It is also interesting to note that an attempt to relaunch the Care Bear Cousins was made a little later after the 2002 relaunch of the bears. New versions of the various cousins were produced (with Proud Heart being changed back into a cat, albeit in a different color and with a different tummy symbol). However the revival of the line was not as successful as that of the bears’ revival. The cousins were not relaunched in the 2007 relaunch of the franchise.
In 2007, American Greetings relaunched Care Bears again, first with a series of dolls, then a new movie (Care Bears: Oopsy Does It!) and immediately after with a new TV series (Care Bears: Adventures in Care-a-Lot). The animation and artwork is completely different than the originals giving the Care Bears have smaller body structures and redesigned tummy symbols (now called belly badges). Also, instead of Nelvana, the film and the animated series are once again produced by DiC.

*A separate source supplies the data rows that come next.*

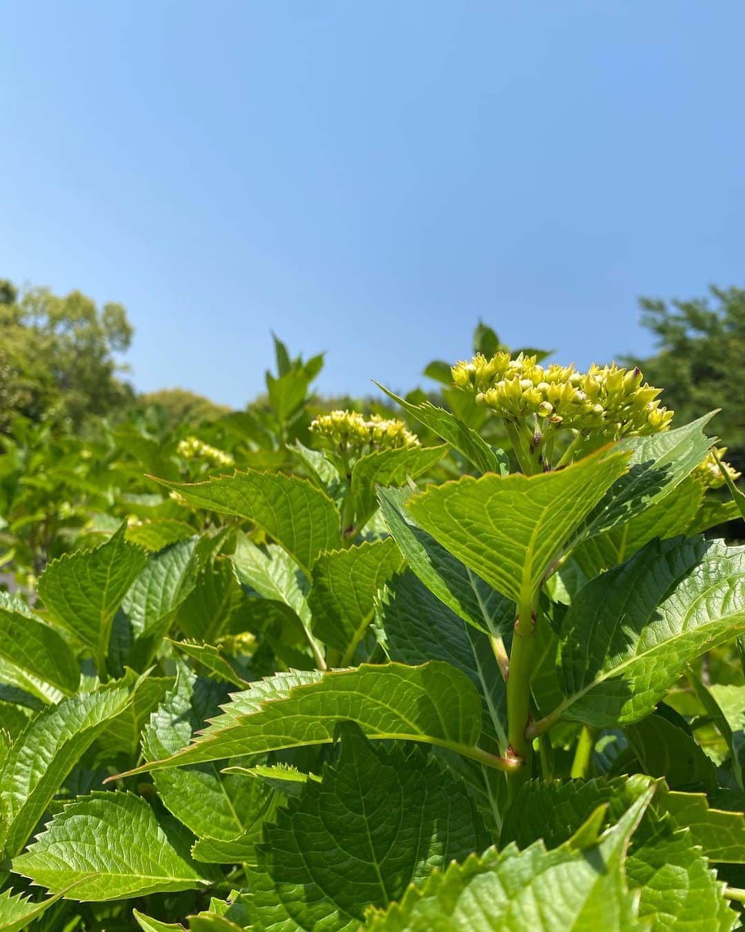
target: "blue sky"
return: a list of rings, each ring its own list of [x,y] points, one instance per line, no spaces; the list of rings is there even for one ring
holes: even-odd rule
[[[741,0],[0,0],[0,276],[121,301],[138,388],[235,405],[470,349],[587,364],[745,284]]]

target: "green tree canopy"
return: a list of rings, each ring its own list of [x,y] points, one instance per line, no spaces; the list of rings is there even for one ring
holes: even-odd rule
[[[0,281],[0,432],[17,415],[76,429],[88,415],[129,404],[133,391],[114,354],[132,334],[120,304],[98,308],[79,291],[19,293]]]
[[[714,429],[728,447],[727,459],[745,470],[745,289],[710,289],[710,295],[666,302],[642,298],[642,322],[657,336],[657,352],[630,362],[653,385],[664,387],[663,403],[686,423],[721,407]]]

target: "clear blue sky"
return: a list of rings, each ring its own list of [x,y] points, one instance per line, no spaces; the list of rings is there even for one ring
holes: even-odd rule
[[[0,276],[121,301],[142,390],[326,391],[481,316],[580,364],[745,284],[742,0],[0,0]]]

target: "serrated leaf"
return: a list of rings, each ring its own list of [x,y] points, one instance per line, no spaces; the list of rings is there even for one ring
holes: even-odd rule
[[[548,846],[565,844],[597,806],[608,806],[606,824],[619,818],[628,806],[651,791],[649,777],[636,775],[614,780],[531,781],[519,791],[508,813],[502,844],[514,841],[519,846],[536,839]],[[657,787],[652,802],[631,841],[627,878],[641,890],[640,916],[655,930],[674,927],[727,929],[719,925],[728,912],[722,897],[724,884],[716,881],[698,838],[668,813],[666,802],[673,794],[664,784]],[[684,795],[684,794],[674,794]],[[700,926],[695,920],[701,922]]]
[[[630,456],[621,476],[578,529],[576,541],[603,534],[664,499],[689,475],[709,452],[712,441],[703,428],[714,412],[673,431],[646,437],[627,437],[614,449]]]
[[[629,841],[651,791],[631,804],[617,825],[597,838],[601,809],[576,836],[553,851],[536,842],[524,851],[490,848],[463,864],[434,871],[421,889],[410,887],[400,903],[372,913],[375,932],[445,932],[510,929],[514,932],[596,932],[643,928],[636,898],[624,878]]]
[[[44,709],[13,743],[0,773],[7,855],[26,843],[64,778],[107,723],[130,702],[133,678]],[[73,883],[71,879],[68,883]]]
[[[378,489],[380,509],[408,567],[452,611],[490,637],[510,630],[515,604],[417,527],[406,511],[410,490]]]
[[[322,450],[305,446],[299,440],[295,440],[294,445],[288,444],[287,448],[310,470],[334,505],[341,510],[347,491],[346,483],[326,454]]]
[[[131,702],[96,738],[95,760],[99,763],[111,766],[116,762],[127,767],[137,758],[142,729],[173,682],[173,677],[149,676],[140,680]]]
[[[588,582],[561,634],[552,717],[614,727],[649,714],[704,651],[745,630],[745,548],[653,541]]]
[[[27,894],[4,890],[0,893],[0,932],[24,932],[58,899],[74,889],[74,886],[68,886],[54,897],[47,897],[39,902],[34,902]]]
[[[725,722],[723,735],[732,755],[732,766],[740,787],[745,771],[745,686],[713,683],[710,692]]]
[[[122,524],[96,550],[54,560],[39,579],[47,610],[91,648],[100,662],[108,648],[114,616],[147,560],[144,551],[125,540],[126,528]]]
[[[745,863],[745,816],[741,812],[710,808],[704,793],[670,792],[662,788],[657,800],[679,829],[689,829],[693,843],[710,861]]]
[[[463,476],[412,496],[427,533],[514,602],[532,601],[572,535],[627,469],[628,453],[603,448],[541,475]]]
[[[481,473],[503,473],[508,471],[507,457],[504,454],[500,457],[483,440],[476,431],[467,427],[463,421],[459,420],[450,411],[444,408],[436,407],[431,402],[422,402],[421,404],[411,404],[409,402],[400,398],[386,388],[375,382],[375,385],[386,394],[392,398],[397,404],[407,411],[413,418],[420,421],[426,427],[434,431],[443,440],[447,441],[462,454],[473,466]]]
[[[321,554],[313,567],[308,605],[313,634],[343,655],[355,650],[374,614],[378,589],[400,569],[403,560],[392,538]]]
[[[451,611],[411,571],[390,583],[377,615],[391,660],[443,660],[468,677],[483,703],[484,733],[506,751],[507,691],[486,635]]]
[[[321,551],[341,546],[339,513],[328,495],[306,479],[247,470],[195,484],[156,481],[196,508],[253,522],[308,576]]]
[[[173,688],[145,727],[145,760],[176,753],[218,711],[224,698],[224,691],[215,682],[197,678],[180,664]],[[224,841],[251,826],[266,796],[260,784],[221,774],[214,763],[157,771],[153,779],[163,804],[195,835]]]
[[[489,835],[465,788],[418,748],[372,746],[341,728],[337,763],[278,813],[259,846],[251,927],[357,928],[435,867],[481,851]]]
[[[329,744],[344,720],[356,721],[370,738],[438,745],[503,766],[476,747],[481,700],[475,687],[440,661],[278,674],[235,693],[223,709],[193,745],[129,773]]]
[[[129,525],[126,538],[138,547],[144,547],[151,553],[156,553],[179,541],[185,541],[194,534],[194,528],[185,521],[176,518],[156,518],[153,521],[140,521]]]
[[[703,497],[703,487],[695,479],[684,479],[661,500],[623,525],[585,541],[573,551],[588,579],[629,559],[645,543],[689,534]]]
[[[13,870],[52,893],[103,901],[191,890],[212,879],[189,855],[189,836],[132,793],[93,793],[56,816]]]
[[[61,635],[35,618],[1,607],[0,659],[18,673],[7,682],[30,688],[45,702],[74,692],[80,682],[75,655]]]
[[[377,450],[360,457],[352,467],[350,489],[358,529],[364,528],[375,510],[375,486],[402,486],[407,479],[428,472],[447,451],[443,444]]]
[[[627,725],[629,744],[650,776],[664,776],[672,789],[716,788],[716,767],[700,745],[661,715]]]
[[[249,685],[249,680],[241,676],[232,658],[224,654],[219,647],[193,644],[190,641],[171,641],[171,644],[187,657],[207,667],[217,679],[232,683],[239,689],[245,689]]]

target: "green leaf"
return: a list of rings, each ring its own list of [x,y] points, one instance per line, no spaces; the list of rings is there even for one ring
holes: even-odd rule
[[[136,543],[138,547],[144,547],[145,550],[156,553],[164,547],[170,546],[171,543],[185,541],[193,534],[194,528],[185,521],[179,521],[176,518],[156,518],[155,521],[141,521],[129,525],[125,536],[130,543]]]
[[[413,665],[442,660],[468,677],[483,704],[484,733],[506,751],[507,691],[486,635],[451,611],[411,571],[387,586],[377,616],[391,660]]]
[[[196,508],[253,522],[308,576],[319,553],[341,546],[339,513],[328,495],[306,479],[246,470],[194,484],[156,481]]]
[[[296,440],[294,445],[287,445],[287,448],[315,475],[321,487],[341,511],[346,495],[346,483],[337,468],[322,450],[311,450]]]
[[[56,896],[47,897],[37,903],[26,894],[4,890],[0,893],[0,932],[24,932],[24,929],[28,929],[34,920],[71,889],[74,889],[74,886],[68,886]]]
[[[467,427],[463,421],[446,411],[436,407],[431,402],[422,402],[421,404],[411,404],[409,402],[388,391],[379,382],[375,385],[386,394],[397,402],[413,418],[439,434],[444,441],[462,454],[469,463],[481,473],[508,472],[507,457],[494,452],[476,431]]]
[[[648,715],[624,729],[650,776],[664,776],[673,789],[715,789],[716,767],[700,745],[662,715]]]
[[[145,760],[157,761],[179,751],[192,733],[217,713],[224,697],[215,682],[197,678],[180,664],[172,690],[144,730]],[[153,778],[166,808],[200,837],[226,841],[242,834],[266,796],[261,784],[221,774],[214,763],[161,770]]]
[[[0,773],[6,854],[20,851],[76,761],[130,702],[132,687],[129,676],[96,692],[62,699],[40,712],[16,739]]]
[[[140,737],[151,712],[173,686],[173,677],[144,677],[132,693],[131,702],[96,738],[95,761],[111,766],[128,767],[140,752]]]
[[[316,560],[308,593],[313,634],[342,652],[341,665],[354,658],[372,620],[378,589],[400,569],[402,562],[400,551],[389,537],[347,550],[332,550]]]
[[[235,665],[231,657],[224,654],[219,647],[213,647],[211,644],[193,644],[190,641],[170,643],[182,653],[207,667],[217,679],[232,683],[242,690],[249,685],[249,680],[238,672],[237,665]]]
[[[664,499],[709,452],[712,441],[703,428],[714,412],[646,437],[627,437],[614,450],[630,456],[629,472],[608,490],[579,528],[577,541],[605,533]]]
[[[601,728],[649,714],[704,651],[745,631],[745,548],[653,541],[588,582],[561,633],[563,703],[551,713]]]
[[[448,553],[406,511],[411,491],[380,488],[380,508],[409,568],[427,588],[465,622],[490,637],[510,630],[515,604]]]
[[[92,551],[65,554],[48,564],[39,595],[52,617],[102,660],[112,623],[127,590],[146,562],[143,551],[125,540],[127,525]]]
[[[305,598],[308,583],[300,567],[281,547],[270,543],[262,550],[239,533],[232,555],[238,582],[264,598],[289,605],[304,627],[310,626]]]
[[[56,893],[103,901],[192,890],[212,879],[189,855],[188,832],[140,796],[92,793],[56,816],[13,870]]]
[[[688,829],[693,844],[710,861],[745,864],[745,816],[741,812],[711,809],[704,793],[679,793],[663,789],[659,803],[679,829]]]
[[[567,843],[587,816],[598,806],[608,807],[605,823],[621,817],[634,801],[652,791],[649,777],[636,775],[615,780],[598,779],[564,783],[531,781],[521,788],[508,813],[501,843],[519,846],[540,838],[551,847]],[[709,869],[697,837],[677,823],[666,809],[671,794],[658,786],[641,825],[633,836],[627,859],[627,879],[641,891],[640,916],[652,921],[655,930],[674,927],[727,929],[719,925],[728,912],[722,896],[724,884]],[[711,833],[711,829],[710,833]],[[701,922],[700,926],[694,920]],[[613,926],[612,926],[613,927]]]
[[[422,528],[491,586],[532,601],[586,515],[627,469],[628,454],[601,449],[541,475],[463,476],[407,502]]]
[[[675,926],[728,932],[735,924],[725,884],[688,829],[675,829],[669,816],[647,816],[634,836],[626,876],[631,888],[641,890],[639,915],[651,919],[653,932]]]
[[[745,492],[741,492],[740,489],[738,488],[738,487],[735,485],[732,479],[732,476],[729,474],[726,469],[723,469],[722,461],[717,456],[716,450],[714,450],[714,459],[716,459],[717,465],[719,466],[719,470],[722,473],[722,475],[725,477],[725,482],[726,483],[727,488],[729,489],[729,494],[732,496],[732,500],[738,506],[738,511],[739,512],[740,516],[743,518],[743,520],[745,520]]]
[[[402,486],[408,478],[427,473],[447,453],[441,446],[410,446],[378,450],[360,457],[352,467],[351,496],[359,530],[375,510],[375,486]]]
[[[741,787],[745,771],[745,686],[713,683],[710,692],[726,722],[722,737],[729,746],[733,770]]]
[[[80,682],[75,655],[63,637],[37,619],[2,607],[0,658],[19,675],[11,685],[30,689],[46,702],[74,692]]]
[[[682,534],[690,536],[703,497],[703,487],[695,479],[684,479],[656,504],[646,508],[626,524],[585,541],[575,548],[573,557],[591,579],[604,569],[629,559],[645,543]]]
[[[510,844],[434,871],[400,903],[372,913],[375,932],[510,929],[514,932],[596,932],[643,928],[629,893],[624,861],[629,841],[651,790],[632,803],[617,825],[598,839],[604,810],[596,810],[576,835],[547,851],[536,842],[524,851]]]
[[[475,747],[481,730],[476,689],[466,674],[439,661],[280,673],[234,693],[223,708],[193,745],[129,773],[330,744],[344,720],[356,721],[370,738],[439,745],[500,765]]]
[[[341,727],[341,753],[320,783],[279,810],[259,846],[251,928],[357,927],[435,867],[481,851],[489,835],[462,783],[418,748],[373,748]],[[281,917],[281,919],[280,919]]]

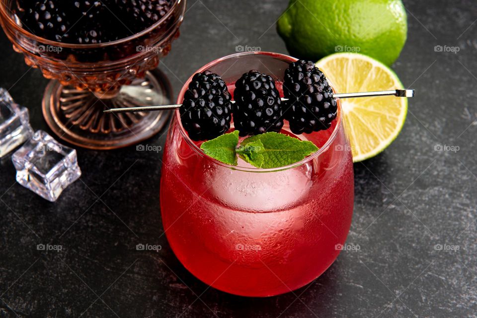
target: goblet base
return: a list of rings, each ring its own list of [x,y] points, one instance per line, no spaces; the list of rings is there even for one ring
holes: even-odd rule
[[[61,139],[83,148],[111,149],[137,143],[157,133],[171,112],[112,114],[103,111],[166,105],[172,98],[170,84],[159,69],[147,72],[144,78],[122,86],[112,95],[63,86],[53,80],[45,90],[43,112],[48,126]]]

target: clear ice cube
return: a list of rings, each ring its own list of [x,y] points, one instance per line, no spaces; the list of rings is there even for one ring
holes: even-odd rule
[[[0,88],[0,158],[24,142],[33,133],[28,110],[15,104],[8,92]]]
[[[51,202],[81,176],[76,150],[42,130],[36,131],[11,160],[18,183]]]

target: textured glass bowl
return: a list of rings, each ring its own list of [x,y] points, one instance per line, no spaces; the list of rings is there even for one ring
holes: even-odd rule
[[[167,79],[151,71],[179,35],[186,0],[174,0],[164,17],[141,32],[106,43],[81,45],[29,33],[21,26],[15,2],[0,0],[0,23],[25,63],[52,80],[43,98],[43,114],[60,138],[87,148],[111,149],[146,139],[162,128],[168,112],[102,111],[169,101]]]

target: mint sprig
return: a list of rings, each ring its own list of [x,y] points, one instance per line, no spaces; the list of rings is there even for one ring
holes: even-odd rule
[[[311,141],[270,132],[252,136],[238,143],[238,131],[202,143],[207,155],[224,163],[237,165],[238,155],[257,168],[279,168],[298,162],[318,150]]]
[[[205,154],[228,165],[237,165],[236,148],[238,143],[238,131],[221,135],[200,145]]]

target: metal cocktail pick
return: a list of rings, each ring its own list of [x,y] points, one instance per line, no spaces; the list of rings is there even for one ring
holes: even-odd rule
[[[413,97],[415,91],[413,89],[396,89],[389,91],[380,91],[378,92],[362,92],[361,93],[342,93],[334,94],[333,96],[336,98],[355,98],[356,97],[370,97],[372,96],[395,96],[397,97]],[[287,98],[282,98],[282,101],[288,100]],[[235,103],[231,101],[231,103]],[[152,112],[153,111],[165,111],[170,109],[177,109],[180,107],[180,104],[161,105],[154,106],[140,106],[139,107],[125,107],[124,108],[111,108],[104,111],[104,113],[128,113],[130,112]]]

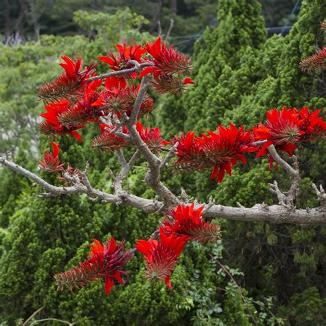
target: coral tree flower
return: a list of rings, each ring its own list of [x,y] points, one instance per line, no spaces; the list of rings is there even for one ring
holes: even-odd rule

As part of the franchise’s 25th anniversary celebrations, the Bears have been redesigned by the AG Properties illustration team, and the logo of the franchise was redesigned to provide a more whimsical feeling. The new line consists of fifteen of the thirty-nine bears (as seen in the recent film). Five of the bears were chosen to be the focus of the franchise: Oopsy (a brand new bear who debuted in Oopsy Does It!), Cheer, Funshine, Grumpy, and Share Bear. The other bears include Amigo Bear, Wish Bear, True Heart Bear, Bedtime Bear, Surprise Bear, Love-a-Lot Bear, Harmony Bear, Superstar Bear, Heartsong Bear and Hopeful Heart Bear, although the remaining 24 of the bears are also stated to have a release in the near future according to Play Along Toys.
The role of unofficial leader was re-transferred, this time permanently, to Cheer Bear. Their brand-new theme song is performed by former Letters to Cleo member, Kay Hanley, and the music video premiered on FOX and Nickelodeon. In August 2007, they appeared in 20th Century Fox’s theatrical release of Care Bears: Oopsy Does It!. This was followed by the television series from DiC Entertainment, Adventures in Care-a-Lot. The series premiered on CBS’ KEWLopolis block on September 15, 2007.
The Care Bears universe was rebooted upon the 2007 relaunch. Prior plot devices like the Cloudmobiles, Caring Meter, the Cloud Keeper and even Care-a-lot castle were not referred to or mentioned as of the new series (indeed, Care-a-lot castle doesn’t even appear to exist after the relaunch, as seen in the aerial shots of Care-a-lot shown at various points in various episodes of Adventures in Care-a-lot). In its place is the gathering tree, which is where the Care Bears now gather to meet or hold festivities. Also, the Care Bears have never made contact with humans (although this is set to change with the upcoming DVD release Grizz-ly Adventures, which will introduce the first human to enter the new Care-a-Lot), and a new villain named Grizzle (who seeks to conquer Care-a-lot and nothing else) was introduced. The February 2007 issue of the Wall Street Journal states that in the new version, “they live in a village, centered on a big tree—with no castle in sight.”